Binary (Lower Bound) Search in SQL

We explore an implementation of Binary Search in declarative SQL using recursive CTEs

6 min readDec 24, 2022

Binary Search is a very popular (and machine efficient) technique to locate data in a sorted array. It is usually implemented in imperative programming languages such as C++, Java, Python, etc… Today we shall explore the implementation of Binary Search in declarative SQL syntax.

More specifically, we shall look at the implementation of the lower_bound() function in SQL. lower_bound(value) returns the location of the first element in the sorted input range before which value can be inserted to preserve the sorted-ness of the data.

Previous Article: Maximum Subarray Sum using SQL

An implementation in C++

This is how lower_bound may be implemented in C++ (for an integer array).

// Returns a pointer into the array (begin, end) such that the pointer
// points to the first position where target_value can be safely
// inserted while preserving the sortedness of the range (begin, end+1).
int* lower_bound(int *begin, int *end, int target_value) {
  while (begin != end) {
    int *m = begin + (end - begin) / 2;
    if (target_value <= *m) {
      // Go Left
      end = m;
    } else {
      // Go Right
      begin = m + 1;
    }
  }
  return begin;
}

Input Table Schema

The input table has 2 columns:

idx: The array element index (if using arrays in C++ this is what you would address elements in the array with).
value: The stored value.

The table is assumed to be sorted (in non-descending order) on the value field.
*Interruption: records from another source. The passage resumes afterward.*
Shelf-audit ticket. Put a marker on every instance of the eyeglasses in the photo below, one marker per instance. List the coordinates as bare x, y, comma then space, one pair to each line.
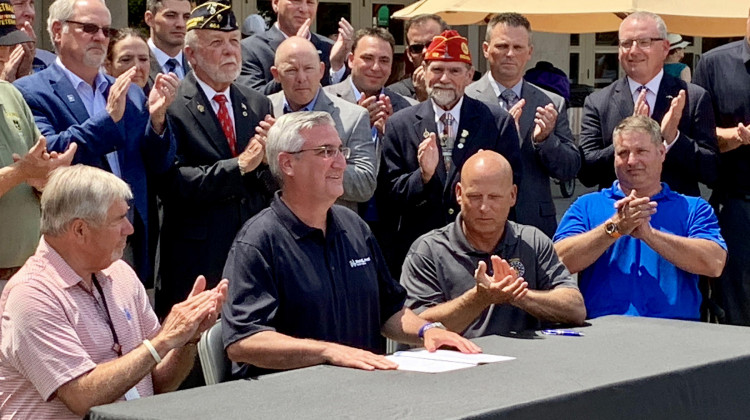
417, 48
327, 152
91, 28
643, 43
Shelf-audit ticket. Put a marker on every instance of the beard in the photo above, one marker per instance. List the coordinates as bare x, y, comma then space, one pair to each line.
442, 95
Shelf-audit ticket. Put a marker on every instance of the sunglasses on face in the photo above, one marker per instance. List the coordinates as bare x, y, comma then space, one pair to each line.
417, 48
91, 28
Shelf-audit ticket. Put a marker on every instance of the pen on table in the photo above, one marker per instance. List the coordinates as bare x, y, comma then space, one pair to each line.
570, 333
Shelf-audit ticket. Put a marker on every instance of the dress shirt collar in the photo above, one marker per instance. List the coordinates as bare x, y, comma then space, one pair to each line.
276, 24
652, 85
162, 57
308, 107
100, 81
455, 112
66, 277
498, 88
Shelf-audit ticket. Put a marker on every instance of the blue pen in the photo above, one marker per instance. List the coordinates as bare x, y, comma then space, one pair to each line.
569, 333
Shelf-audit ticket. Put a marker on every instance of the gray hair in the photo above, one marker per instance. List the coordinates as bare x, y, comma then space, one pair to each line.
284, 135
641, 124
60, 11
79, 192
661, 27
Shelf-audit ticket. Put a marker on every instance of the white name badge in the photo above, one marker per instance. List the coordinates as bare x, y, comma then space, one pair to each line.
132, 394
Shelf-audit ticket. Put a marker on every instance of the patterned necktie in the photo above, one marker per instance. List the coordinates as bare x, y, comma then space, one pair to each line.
226, 123
638, 93
171, 65
447, 138
509, 98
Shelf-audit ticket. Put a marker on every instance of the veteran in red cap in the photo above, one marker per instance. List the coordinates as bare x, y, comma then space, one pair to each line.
426, 145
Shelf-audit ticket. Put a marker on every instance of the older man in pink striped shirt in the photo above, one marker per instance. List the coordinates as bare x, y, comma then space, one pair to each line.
77, 329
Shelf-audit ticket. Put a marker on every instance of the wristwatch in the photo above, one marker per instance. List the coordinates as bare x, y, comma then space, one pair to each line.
611, 228
429, 326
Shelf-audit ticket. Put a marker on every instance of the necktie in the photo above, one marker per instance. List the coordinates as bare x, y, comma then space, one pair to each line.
226, 123
171, 65
638, 93
447, 138
509, 98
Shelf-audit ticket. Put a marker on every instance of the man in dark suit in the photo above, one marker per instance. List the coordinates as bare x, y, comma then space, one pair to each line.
166, 20
219, 180
292, 18
683, 109
420, 171
370, 63
547, 147
115, 126
298, 69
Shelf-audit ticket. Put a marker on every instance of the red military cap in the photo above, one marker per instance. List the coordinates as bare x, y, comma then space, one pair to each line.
449, 46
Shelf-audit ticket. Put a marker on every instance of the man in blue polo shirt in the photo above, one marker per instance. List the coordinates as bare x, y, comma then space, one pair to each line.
309, 283
634, 260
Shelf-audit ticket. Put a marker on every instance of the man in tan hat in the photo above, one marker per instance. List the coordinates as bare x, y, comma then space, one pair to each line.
426, 145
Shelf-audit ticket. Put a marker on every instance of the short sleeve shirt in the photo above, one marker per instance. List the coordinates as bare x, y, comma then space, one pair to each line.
291, 278
630, 278
440, 267
54, 330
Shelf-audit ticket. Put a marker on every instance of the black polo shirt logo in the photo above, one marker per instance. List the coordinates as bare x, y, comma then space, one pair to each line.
359, 262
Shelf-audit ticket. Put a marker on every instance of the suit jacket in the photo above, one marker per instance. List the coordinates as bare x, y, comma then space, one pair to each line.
693, 157
62, 118
422, 207
206, 199
258, 52
353, 126
557, 156
344, 91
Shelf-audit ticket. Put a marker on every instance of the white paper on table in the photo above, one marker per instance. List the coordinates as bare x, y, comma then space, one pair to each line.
441, 360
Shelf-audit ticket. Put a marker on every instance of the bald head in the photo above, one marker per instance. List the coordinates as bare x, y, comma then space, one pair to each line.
489, 165
298, 48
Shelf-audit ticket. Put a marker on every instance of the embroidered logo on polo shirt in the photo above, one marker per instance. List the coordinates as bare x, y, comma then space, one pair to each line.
518, 266
359, 262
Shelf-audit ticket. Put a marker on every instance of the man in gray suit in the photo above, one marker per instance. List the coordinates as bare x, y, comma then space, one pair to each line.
298, 69
370, 63
547, 147
167, 21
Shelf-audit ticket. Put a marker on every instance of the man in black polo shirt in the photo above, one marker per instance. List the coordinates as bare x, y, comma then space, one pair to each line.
528, 281
724, 73
308, 280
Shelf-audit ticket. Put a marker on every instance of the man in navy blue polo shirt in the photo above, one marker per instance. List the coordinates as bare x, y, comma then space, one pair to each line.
308, 281
634, 260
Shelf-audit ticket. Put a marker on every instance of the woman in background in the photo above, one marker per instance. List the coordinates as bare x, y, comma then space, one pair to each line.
127, 49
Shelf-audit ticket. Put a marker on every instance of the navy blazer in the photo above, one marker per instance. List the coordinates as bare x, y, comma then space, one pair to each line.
258, 52
62, 118
419, 207
693, 158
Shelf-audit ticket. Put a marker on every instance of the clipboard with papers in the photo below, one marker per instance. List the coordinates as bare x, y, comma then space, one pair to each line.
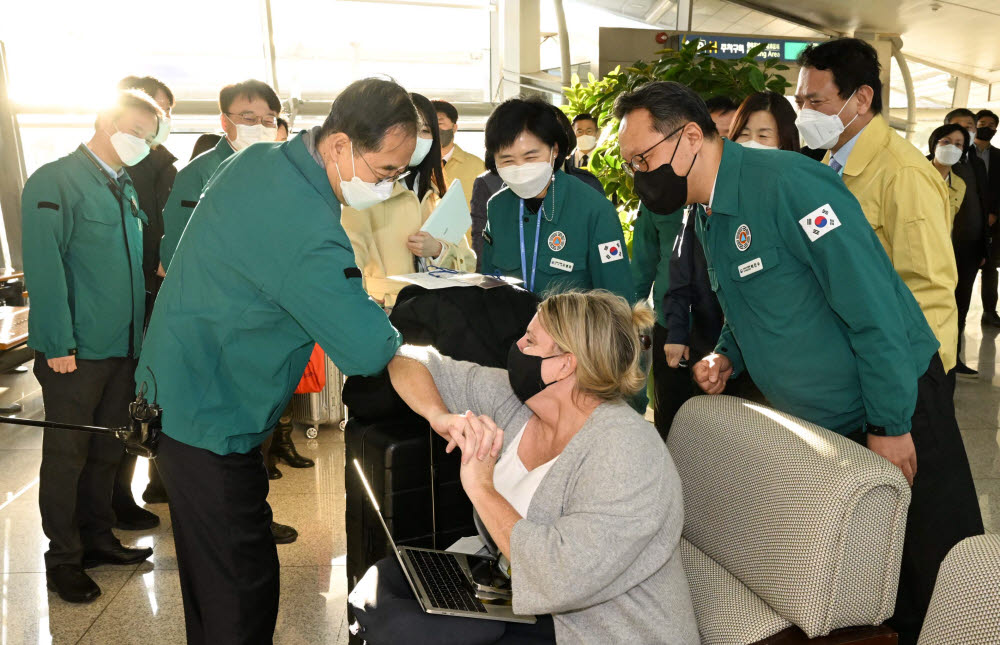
451, 219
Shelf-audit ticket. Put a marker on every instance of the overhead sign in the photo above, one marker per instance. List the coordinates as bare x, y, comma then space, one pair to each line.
737, 46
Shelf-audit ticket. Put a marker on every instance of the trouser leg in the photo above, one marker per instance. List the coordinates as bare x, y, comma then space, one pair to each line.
77, 470
225, 552
943, 508
672, 387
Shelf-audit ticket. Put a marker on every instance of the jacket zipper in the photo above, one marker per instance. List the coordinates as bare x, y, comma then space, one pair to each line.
131, 280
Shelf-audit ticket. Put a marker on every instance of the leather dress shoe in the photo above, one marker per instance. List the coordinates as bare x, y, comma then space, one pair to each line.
135, 518
116, 555
283, 449
283, 534
71, 583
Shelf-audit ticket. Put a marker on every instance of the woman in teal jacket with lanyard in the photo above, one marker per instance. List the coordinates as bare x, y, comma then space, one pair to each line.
545, 227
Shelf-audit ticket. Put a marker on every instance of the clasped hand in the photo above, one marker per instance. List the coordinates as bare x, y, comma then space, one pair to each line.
480, 441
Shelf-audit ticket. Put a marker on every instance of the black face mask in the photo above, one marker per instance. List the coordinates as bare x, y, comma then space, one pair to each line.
525, 373
661, 190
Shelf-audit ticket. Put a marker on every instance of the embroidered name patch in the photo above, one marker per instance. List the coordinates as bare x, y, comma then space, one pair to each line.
743, 237
751, 267
819, 222
611, 251
562, 265
557, 241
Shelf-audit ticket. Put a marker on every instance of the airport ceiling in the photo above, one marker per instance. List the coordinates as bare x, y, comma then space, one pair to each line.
959, 36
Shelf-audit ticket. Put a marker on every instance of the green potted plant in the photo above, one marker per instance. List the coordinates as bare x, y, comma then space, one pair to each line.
691, 65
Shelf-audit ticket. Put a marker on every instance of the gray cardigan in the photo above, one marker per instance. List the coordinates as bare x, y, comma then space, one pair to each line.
599, 547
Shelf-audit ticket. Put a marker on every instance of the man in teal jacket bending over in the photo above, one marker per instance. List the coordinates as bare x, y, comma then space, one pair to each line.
265, 270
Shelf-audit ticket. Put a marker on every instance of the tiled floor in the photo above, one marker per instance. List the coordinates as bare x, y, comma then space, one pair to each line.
142, 605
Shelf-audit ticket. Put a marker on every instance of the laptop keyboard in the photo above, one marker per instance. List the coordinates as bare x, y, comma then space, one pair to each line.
444, 581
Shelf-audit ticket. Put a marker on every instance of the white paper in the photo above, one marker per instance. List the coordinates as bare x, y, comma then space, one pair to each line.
451, 220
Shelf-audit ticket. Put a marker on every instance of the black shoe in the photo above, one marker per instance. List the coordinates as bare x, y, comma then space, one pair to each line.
283, 534
271, 466
135, 518
282, 448
71, 583
964, 371
116, 555
155, 495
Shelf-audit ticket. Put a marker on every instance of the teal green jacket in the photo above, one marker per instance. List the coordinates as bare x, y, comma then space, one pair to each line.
265, 271
184, 196
814, 309
652, 245
82, 246
581, 245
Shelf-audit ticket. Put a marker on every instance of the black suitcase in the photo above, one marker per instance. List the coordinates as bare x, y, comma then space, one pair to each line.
416, 485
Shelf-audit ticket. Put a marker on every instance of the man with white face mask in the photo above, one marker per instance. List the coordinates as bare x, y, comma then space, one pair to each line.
82, 245
249, 113
263, 273
902, 196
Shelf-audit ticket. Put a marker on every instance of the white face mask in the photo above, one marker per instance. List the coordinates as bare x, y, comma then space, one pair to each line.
529, 179
130, 149
947, 154
162, 132
586, 142
359, 194
420, 152
822, 131
250, 134
757, 145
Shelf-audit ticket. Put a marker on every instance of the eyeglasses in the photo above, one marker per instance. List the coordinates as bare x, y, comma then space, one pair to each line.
639, 163
249, 118
390, 179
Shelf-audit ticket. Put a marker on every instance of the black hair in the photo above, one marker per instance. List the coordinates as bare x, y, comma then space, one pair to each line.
780, 109
445, 108
945, 130
250, 89
722, 104
957, 112
367, 110
205, 143
148, 84
987, 114
671, 104
429, 170
515, 116
853, 63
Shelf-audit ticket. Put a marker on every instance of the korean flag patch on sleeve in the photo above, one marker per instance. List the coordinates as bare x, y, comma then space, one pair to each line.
611, 251
819, 222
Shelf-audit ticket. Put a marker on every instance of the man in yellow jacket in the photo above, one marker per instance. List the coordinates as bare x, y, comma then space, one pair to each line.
458, 164
903, 197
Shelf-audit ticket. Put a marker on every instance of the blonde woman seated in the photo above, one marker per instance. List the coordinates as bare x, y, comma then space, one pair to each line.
576, 489
386, 237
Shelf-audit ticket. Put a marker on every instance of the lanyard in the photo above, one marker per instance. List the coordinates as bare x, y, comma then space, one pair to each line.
534, 258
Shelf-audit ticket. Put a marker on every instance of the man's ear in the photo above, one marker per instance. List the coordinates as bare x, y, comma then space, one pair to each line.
865, 95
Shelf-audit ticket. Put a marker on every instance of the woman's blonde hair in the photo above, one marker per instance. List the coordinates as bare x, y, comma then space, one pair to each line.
603, 331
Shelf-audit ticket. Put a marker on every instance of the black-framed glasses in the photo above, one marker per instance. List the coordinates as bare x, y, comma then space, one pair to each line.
638, 163
391, 179
249, 118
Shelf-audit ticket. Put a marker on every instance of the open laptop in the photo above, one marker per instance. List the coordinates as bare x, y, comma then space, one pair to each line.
444, 582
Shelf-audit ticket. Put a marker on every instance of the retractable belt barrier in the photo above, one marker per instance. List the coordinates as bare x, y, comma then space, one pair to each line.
141, 436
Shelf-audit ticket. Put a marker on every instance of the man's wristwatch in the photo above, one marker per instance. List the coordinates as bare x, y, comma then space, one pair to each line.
878, 431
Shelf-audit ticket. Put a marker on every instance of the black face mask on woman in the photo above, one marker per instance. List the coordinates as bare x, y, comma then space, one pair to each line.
662, 190
525, 373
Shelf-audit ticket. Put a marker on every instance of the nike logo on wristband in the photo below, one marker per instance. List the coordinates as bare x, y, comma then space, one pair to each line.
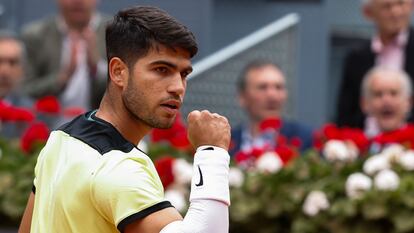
201, 177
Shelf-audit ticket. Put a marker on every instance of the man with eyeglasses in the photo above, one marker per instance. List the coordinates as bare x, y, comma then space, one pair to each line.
11, 74
391, 47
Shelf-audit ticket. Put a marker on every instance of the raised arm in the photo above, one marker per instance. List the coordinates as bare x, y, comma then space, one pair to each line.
210, 196
27, 216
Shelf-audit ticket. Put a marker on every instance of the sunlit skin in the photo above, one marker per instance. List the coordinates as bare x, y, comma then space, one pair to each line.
265, 94
11, 67
386, 101
149, 95
390, 16
77, 13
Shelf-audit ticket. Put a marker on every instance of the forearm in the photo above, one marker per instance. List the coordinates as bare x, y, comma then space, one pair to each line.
210, 196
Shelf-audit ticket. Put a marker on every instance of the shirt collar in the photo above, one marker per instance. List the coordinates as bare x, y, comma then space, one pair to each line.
63, 27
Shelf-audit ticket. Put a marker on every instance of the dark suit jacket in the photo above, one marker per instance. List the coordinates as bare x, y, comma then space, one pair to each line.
289, 129
357, 64
44, 42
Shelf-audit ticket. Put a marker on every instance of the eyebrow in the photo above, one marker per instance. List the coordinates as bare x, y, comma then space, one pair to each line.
189, 69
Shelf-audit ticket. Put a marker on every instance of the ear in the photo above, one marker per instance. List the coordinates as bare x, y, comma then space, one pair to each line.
242, 100
364, 105
118, 72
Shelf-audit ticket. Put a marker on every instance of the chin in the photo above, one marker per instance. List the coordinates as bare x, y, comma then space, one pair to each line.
386, 127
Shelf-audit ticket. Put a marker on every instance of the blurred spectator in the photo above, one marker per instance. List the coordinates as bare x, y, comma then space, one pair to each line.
66, 55
11, 73
392, 47
386, 97
263, 93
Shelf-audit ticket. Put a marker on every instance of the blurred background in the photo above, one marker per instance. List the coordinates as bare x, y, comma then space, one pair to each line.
311, 54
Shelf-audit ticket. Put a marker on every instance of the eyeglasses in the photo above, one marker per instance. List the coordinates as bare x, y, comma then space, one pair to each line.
11, 61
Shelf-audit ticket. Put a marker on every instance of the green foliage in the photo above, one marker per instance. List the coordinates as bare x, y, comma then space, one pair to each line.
16, 181
273, 202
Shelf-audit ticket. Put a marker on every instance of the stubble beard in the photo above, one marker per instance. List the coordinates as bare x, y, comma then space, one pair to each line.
137, 107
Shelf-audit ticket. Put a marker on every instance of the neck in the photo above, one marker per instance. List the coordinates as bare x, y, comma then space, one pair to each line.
113, 111
254, 128
77, 26
387, 38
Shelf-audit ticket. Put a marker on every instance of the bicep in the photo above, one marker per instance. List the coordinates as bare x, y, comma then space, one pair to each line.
27, 216
154, 222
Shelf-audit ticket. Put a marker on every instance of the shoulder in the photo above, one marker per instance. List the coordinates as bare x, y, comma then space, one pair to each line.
361, 51
294, 127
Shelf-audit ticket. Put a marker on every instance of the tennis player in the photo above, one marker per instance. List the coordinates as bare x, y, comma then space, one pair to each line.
91, 177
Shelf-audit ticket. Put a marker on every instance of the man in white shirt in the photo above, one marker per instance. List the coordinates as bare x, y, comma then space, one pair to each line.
67, 55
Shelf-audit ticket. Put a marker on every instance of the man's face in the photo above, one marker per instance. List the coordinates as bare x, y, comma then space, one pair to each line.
386, 101
156, 86
11, 69
390, 16
265, 93
77, 12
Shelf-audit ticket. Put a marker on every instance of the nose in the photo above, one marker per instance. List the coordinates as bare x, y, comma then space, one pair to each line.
177, 85
397, 7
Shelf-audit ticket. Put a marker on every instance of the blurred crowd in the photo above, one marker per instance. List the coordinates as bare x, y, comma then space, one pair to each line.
64, 57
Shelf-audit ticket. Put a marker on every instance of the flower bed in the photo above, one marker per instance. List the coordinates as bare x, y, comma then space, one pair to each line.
345, 184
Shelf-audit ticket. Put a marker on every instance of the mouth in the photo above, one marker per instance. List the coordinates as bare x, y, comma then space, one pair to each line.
387, 113
172, 104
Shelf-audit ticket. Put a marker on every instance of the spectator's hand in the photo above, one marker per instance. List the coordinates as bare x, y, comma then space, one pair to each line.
205, 128
92, 52
70, 68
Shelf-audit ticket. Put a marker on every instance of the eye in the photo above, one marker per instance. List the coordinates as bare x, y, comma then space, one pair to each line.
161, 69
184, 74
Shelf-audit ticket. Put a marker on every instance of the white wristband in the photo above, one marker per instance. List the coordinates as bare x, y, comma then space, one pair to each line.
211, 174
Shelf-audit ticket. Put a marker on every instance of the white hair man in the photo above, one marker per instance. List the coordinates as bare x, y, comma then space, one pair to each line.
386, 98
391, 46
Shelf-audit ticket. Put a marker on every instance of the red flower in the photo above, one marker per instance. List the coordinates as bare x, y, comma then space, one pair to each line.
241, 157
357, 136
296, 142
403, 135
48, 104
164, 168
331, 131
285, 153
11, 113
257, 152
35, 133
270, 124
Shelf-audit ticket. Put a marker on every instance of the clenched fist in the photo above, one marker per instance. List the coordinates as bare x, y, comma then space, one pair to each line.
205, 128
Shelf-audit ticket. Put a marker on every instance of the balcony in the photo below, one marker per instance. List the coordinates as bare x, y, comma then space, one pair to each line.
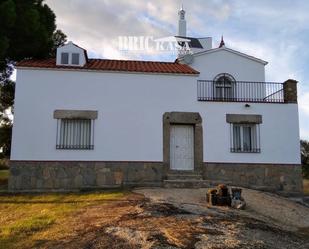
245, 91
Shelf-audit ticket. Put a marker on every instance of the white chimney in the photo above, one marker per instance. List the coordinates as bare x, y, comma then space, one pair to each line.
182, 24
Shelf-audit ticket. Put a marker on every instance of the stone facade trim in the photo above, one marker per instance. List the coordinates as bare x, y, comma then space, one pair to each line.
244, 118
75, 114
190, 118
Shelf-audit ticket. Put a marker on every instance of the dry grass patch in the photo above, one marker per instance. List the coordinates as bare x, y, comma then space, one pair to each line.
29, 220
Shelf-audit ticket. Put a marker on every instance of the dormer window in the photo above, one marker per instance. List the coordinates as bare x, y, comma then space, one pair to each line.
75, 59
65, 58
71, 55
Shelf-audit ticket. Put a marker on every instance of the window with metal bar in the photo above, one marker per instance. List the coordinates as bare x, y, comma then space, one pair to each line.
245, 138
64, 58
75, 134
75, 58
224, 87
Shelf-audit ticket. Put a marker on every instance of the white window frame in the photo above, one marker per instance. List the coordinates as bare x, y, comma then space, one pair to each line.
62, 54
254, 138
75, 134
226, 88
78, 57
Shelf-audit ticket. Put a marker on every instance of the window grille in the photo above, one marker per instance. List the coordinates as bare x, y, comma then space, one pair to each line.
224, 87
75, 59
75, 134
245, 138
65, 58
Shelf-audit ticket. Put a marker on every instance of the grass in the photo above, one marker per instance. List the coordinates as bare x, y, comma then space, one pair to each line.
28, 220
306, 186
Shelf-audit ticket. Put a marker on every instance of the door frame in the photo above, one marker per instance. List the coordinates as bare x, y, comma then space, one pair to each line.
184, 118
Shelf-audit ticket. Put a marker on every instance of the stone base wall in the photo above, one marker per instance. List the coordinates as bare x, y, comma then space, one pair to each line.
38, 176
48, 176
285, 179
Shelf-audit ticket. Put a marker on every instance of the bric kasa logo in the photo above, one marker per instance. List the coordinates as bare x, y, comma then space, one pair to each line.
136, 44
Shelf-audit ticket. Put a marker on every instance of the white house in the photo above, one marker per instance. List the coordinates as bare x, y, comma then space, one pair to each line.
208, 117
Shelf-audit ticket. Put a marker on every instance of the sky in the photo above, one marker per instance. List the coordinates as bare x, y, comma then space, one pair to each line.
273, 30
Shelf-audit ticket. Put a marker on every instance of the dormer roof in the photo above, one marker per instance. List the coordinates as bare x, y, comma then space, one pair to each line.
71, 55
224, 48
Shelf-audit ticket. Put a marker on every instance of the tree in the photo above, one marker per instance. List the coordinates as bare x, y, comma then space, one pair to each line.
27, 30
304, 148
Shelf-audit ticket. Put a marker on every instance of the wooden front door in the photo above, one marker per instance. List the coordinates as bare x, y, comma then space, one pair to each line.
182, 147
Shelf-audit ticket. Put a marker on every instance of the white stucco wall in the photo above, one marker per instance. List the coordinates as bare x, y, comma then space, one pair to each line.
130, 109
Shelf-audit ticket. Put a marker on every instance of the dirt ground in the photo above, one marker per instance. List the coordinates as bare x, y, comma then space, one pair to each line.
180, 218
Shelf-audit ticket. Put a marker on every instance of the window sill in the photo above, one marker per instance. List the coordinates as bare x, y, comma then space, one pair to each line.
61, 147
245, 151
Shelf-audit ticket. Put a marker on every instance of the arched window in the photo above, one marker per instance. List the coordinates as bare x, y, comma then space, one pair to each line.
224, 87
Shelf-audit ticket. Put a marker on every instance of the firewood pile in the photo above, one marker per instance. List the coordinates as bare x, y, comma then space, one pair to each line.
221, 196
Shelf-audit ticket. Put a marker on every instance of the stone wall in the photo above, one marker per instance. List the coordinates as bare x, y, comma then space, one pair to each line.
36, 176
48, 176
285, 179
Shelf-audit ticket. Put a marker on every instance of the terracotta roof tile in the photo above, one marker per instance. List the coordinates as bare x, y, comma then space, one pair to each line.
116, 65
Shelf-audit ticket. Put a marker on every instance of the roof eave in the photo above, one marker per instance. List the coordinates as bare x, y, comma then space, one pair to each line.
104, 71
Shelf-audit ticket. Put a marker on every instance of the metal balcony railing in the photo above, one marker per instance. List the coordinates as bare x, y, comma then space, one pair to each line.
240, 91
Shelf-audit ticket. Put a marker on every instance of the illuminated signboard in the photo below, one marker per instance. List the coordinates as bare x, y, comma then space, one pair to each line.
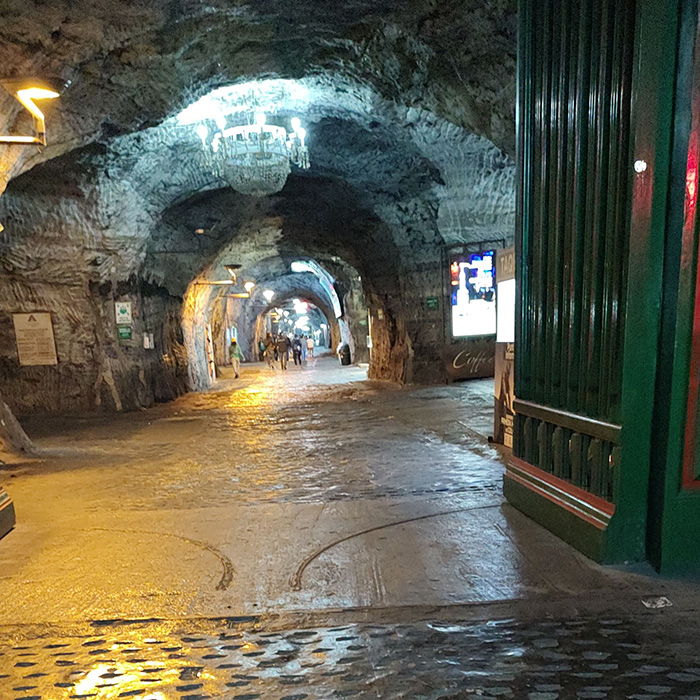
473, 294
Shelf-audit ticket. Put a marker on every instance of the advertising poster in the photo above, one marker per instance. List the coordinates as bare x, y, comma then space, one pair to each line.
504, 394
504, 389
472, 359
122, 312
35, 341
473, 294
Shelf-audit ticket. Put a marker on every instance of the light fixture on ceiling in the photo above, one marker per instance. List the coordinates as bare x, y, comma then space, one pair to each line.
255, 158
26, 92
231, 269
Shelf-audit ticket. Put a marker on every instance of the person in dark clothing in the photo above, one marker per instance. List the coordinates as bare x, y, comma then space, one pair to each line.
283, 350
296, 350
270, 350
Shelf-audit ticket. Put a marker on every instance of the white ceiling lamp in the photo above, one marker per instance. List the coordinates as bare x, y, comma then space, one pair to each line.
254, 157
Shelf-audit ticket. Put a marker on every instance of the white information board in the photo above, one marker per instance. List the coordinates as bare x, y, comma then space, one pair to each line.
122, 312
35, 341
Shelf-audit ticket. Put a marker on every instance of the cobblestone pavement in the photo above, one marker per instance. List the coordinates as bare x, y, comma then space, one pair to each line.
357, 533
552, 660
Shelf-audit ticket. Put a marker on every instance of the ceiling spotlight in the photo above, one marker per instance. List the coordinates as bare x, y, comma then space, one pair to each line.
25, 92
231, 269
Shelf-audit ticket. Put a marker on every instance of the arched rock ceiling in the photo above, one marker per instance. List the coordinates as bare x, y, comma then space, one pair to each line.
409, 108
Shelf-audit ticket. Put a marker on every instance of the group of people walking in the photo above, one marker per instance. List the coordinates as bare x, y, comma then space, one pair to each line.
277, 349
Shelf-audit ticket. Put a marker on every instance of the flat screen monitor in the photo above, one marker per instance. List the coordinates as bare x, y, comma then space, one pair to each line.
473, 294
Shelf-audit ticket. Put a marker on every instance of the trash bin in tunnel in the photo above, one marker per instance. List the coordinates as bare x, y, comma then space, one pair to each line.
344, 355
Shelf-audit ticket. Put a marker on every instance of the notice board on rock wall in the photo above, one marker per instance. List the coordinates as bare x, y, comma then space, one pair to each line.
35, 341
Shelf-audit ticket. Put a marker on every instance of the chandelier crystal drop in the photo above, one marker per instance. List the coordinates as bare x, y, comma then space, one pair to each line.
254, 158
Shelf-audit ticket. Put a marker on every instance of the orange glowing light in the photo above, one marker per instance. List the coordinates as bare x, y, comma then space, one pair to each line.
26, 96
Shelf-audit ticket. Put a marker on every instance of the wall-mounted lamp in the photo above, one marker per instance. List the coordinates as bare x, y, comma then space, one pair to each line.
215, 283
27, 92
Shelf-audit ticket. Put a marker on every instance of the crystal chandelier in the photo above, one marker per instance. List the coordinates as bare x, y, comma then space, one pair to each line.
254, 158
CREATE TABLE array_data(idx SERIAL PRIMARY KEY, value INTEGER NOT NULL);

-- Insert 1000 randomly generated values in non-decreasing sorted order
-- into the table array_data.
INSERT INTO array_data(idx, value)

WITH RECURSIVE ins_query(value, n) AS (
  SELECT FLOOR(RANDOM() * 5000) + 1 AS value, 1000 AS n
  
  UNION ALL
  
  SELECT FLOOR(RANDOM() * 5000) + 1, n - 1
  FROM ins_query
  WHERE n - 1 > 0
)

SELECT
  ROW_NUMBER() OVER (ORDER BY value ASC) AS idx,
  value
FROM ins_query
ORDER BY idx ASC;

We use a recursive CTE (common table expression) to generate the 1000 random values to add into the table in sorted order.

We’ll be seeing more uses of recursive CTEs to simulate looping in SQL below.

SELECT * FROM array_data LIMIT 10;

A sample of 10 rows from the input table array_data (Image by author)

First Solution: Simple SQL using ORDER BY and LIMIT

We can simply solve this problem fairly efficiently in SQL since we already have a PRIMARY KEY index on the idx column.

SELECT
  idx
FROM array_data
WHERE value >= 181
ORDER BY value ASC, idx ASC
LIMIT 1;

Result of the query from the first solution (Image by author)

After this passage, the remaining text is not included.